The default hald.conf automounts my extra (non-gentoo) disk partitions. The Gnome Multi-media properties only handles removable devices (apparently) so you can't turn it off that way. It looks like the default setup in hald.conf is: <storage_media_check_enabled>true</storage_media_check_enabled> and <storage_automount_enabled_hint>true</storage_automount_enabled_hint> so hal requires an ide-hard-drive.dfi (or whatever) to tell in not to automount other IDE hard disks. I think a default can be provided to handle that. Hmmm... On second thought, after adding the following: <!-- stop Hal from automounting my disk partitions --> <match key="storage.bus" string="ide"> <match key="block.device" string="/dev/hda"> <merge key="storage.automount_enabled_hint" type="bool">false</merge> <merge key="storage.media_check_enabled" type="bool">false</merge> </match> </match> <match key="storage.bus" string="ide"> <match key="block.device" string="/dev/hdb"> <merge key="storage.automount_enabled_hint" type="bool">false</merge> <merge key="storage.media_check_enabled" type="bool">false</merge> </match> </match> which properly sets the above keys, however, my partitions are still mounted. What am I missing here? The comments in hald.conf imply this should work; anybody else have an interpretation to share?

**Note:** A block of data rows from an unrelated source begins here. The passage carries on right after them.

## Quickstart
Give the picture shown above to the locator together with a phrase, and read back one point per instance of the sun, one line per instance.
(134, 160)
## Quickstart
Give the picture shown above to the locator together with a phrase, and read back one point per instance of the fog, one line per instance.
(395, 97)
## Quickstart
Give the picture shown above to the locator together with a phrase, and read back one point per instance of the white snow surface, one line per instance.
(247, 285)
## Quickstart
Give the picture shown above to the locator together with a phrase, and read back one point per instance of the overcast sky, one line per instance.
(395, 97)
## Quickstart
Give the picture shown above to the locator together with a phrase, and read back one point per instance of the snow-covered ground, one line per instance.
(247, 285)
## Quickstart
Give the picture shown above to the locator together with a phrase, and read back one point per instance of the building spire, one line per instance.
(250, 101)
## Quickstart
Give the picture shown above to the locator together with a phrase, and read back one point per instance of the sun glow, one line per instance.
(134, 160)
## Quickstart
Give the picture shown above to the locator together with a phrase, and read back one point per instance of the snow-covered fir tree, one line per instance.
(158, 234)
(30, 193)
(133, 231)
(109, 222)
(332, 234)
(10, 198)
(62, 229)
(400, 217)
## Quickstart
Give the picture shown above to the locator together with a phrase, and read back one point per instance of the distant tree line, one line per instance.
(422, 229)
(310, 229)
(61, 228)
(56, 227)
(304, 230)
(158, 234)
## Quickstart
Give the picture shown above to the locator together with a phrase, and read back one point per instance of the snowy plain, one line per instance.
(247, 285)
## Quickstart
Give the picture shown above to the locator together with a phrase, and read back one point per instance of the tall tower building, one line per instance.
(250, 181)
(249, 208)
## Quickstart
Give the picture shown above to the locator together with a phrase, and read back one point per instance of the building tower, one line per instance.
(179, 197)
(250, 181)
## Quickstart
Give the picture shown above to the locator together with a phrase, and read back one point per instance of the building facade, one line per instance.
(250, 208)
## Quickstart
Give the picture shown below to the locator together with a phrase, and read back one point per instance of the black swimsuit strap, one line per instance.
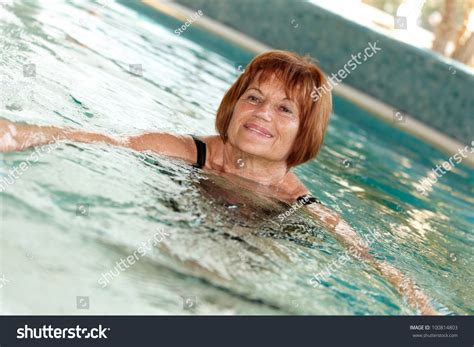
(201, 152)
(307, 199)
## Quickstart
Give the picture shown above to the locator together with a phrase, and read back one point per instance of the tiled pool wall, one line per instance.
(435, 90)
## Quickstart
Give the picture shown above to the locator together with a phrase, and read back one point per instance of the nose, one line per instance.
(264, 111)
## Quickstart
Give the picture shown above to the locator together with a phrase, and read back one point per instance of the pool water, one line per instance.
(82, 208)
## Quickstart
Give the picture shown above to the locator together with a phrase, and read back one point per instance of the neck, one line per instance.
(253, 168)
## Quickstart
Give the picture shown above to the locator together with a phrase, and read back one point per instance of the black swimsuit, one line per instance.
(201, 162)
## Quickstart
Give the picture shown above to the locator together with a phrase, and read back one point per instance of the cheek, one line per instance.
(288, 131)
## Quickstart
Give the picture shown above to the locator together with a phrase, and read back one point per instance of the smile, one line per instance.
(258, 130)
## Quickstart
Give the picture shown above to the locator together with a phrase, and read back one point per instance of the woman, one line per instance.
(268, 122)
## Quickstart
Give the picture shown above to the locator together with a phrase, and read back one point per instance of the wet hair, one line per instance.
(301, 77)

Sorry, I got distracted for a sec...
Well I'll be a dirty... It took a full reboot and Gnome login, but the .fdi file works like I thought it should (you just can't test changes with a hald restart). So if you add this to the default install (I put it in the generic/ directory, but I think the upstream has a vendor/ dir as well). Just a thought... Any feedback on the security implications?

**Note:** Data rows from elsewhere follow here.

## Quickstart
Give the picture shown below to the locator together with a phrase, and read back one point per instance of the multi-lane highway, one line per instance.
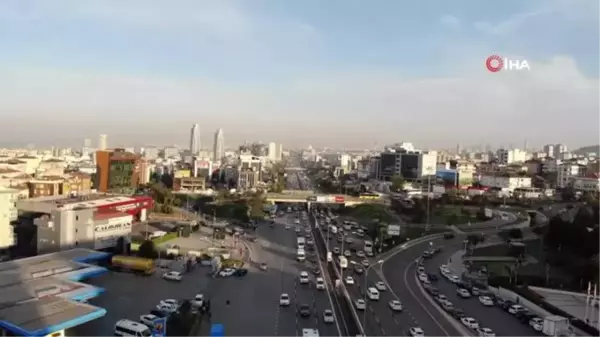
(277, 248)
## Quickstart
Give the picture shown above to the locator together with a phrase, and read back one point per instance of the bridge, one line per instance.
(303, 196)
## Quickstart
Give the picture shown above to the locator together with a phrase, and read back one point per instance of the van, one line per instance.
(373, 294)
(128, 328)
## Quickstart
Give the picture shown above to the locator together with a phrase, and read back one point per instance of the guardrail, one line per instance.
(353, 325)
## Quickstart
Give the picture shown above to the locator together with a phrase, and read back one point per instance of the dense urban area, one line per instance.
(264, 240)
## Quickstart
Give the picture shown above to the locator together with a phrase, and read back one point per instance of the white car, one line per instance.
(462, 292)
(328, 316)
(173, 276)
(515, 309)
(320, 283)
(148, 319)
(166, 308)
(396, 305)
(284, 300)
(536, 323)
(416, 332)
(485, 332)
(454, 279)
(486, 300)
(380, 286)
(198, 300)
(470, 322)
(227, 272)
(304, 277)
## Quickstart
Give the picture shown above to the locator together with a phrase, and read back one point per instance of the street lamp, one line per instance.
(366, 286)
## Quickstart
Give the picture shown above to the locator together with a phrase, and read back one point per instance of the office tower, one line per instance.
(219, 146)
(103, 142)
(195, 139)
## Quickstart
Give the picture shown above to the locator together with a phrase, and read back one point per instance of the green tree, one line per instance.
(397, 183)
(147, 250)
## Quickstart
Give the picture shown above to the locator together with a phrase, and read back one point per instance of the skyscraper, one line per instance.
(195, 139)
(103, 142)
(219, 145)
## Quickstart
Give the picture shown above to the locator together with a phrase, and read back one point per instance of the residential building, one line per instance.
(589, 183)
(8, 213)
(118, 171)
(505, 181)
(567, 171)
(195, 139)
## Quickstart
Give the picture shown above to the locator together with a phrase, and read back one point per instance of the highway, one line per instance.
(494, 318)
(277, 248)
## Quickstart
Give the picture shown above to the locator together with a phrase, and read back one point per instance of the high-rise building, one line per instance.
(103, 142)
(195, 139)
(219, 146)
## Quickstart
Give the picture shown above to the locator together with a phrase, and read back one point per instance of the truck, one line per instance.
(557, 326)
(132, 263)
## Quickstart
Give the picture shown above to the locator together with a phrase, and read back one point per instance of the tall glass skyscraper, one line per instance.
(195, 139)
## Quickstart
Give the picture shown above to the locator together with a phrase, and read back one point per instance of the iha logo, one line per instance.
(496, 63)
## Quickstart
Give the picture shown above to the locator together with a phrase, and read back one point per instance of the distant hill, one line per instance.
(586, 149)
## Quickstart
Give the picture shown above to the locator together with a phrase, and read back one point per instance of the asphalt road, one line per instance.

iirc it reports any partition not already noted in fstab & creates a /media entry for it. If the partitio I'm not sure what security implications this should have, you want to hide partitions or something ? The info is there, hal just makes it easily accessible. As far as your policy goes, who sais /dev/hd{a,b} aren't a cddrive or whatever ?
Well, the default config after an emerge automounts all my disk partitions that aren't in my Gentoo fstab. These partitions are not Gentoo partitions, and I don't want then automounted on my desktop by default. As for the security implications, these other partitions could easily have sensitive data on them, and in many environments that is a big no-no. I wasn't sure what the meaning of the bugzilla security checkbox was, so I guess I should not have checked it (feel free to un-check it :) Back to the original issue, it seems like a non-optimal (dare I say brain-dead) default config; at the very least it's annoying, or it could be even worse. How can we assume everyone wants this behavior? It would be better to assume the standard IDE setup of hda (hard disk) and hdc (cdrom-type drive) and then spit out some advice during emerge. I'd rather not assume anything about sda since that's the default flash drive for typical IDE rigs, and people with real sda/b/c drives tend to know more about their hardware anyway. I never said it was an easy answer, but I can't come up with a better one at this point.
It looks like the new hal has a default storage policy that handles this in: /usr/share/hal/fdi/90defaultpolicy/storage-policy.fdi The very last set of keys merged are: <device> <match key="storage.hotpluggable" bool="false"> <match key="storage.removable" bool="false"> <merge key="storage.policy.should_mount" type="bool">false</merge> </match> </match> </device> So fixed disks should be covered by this.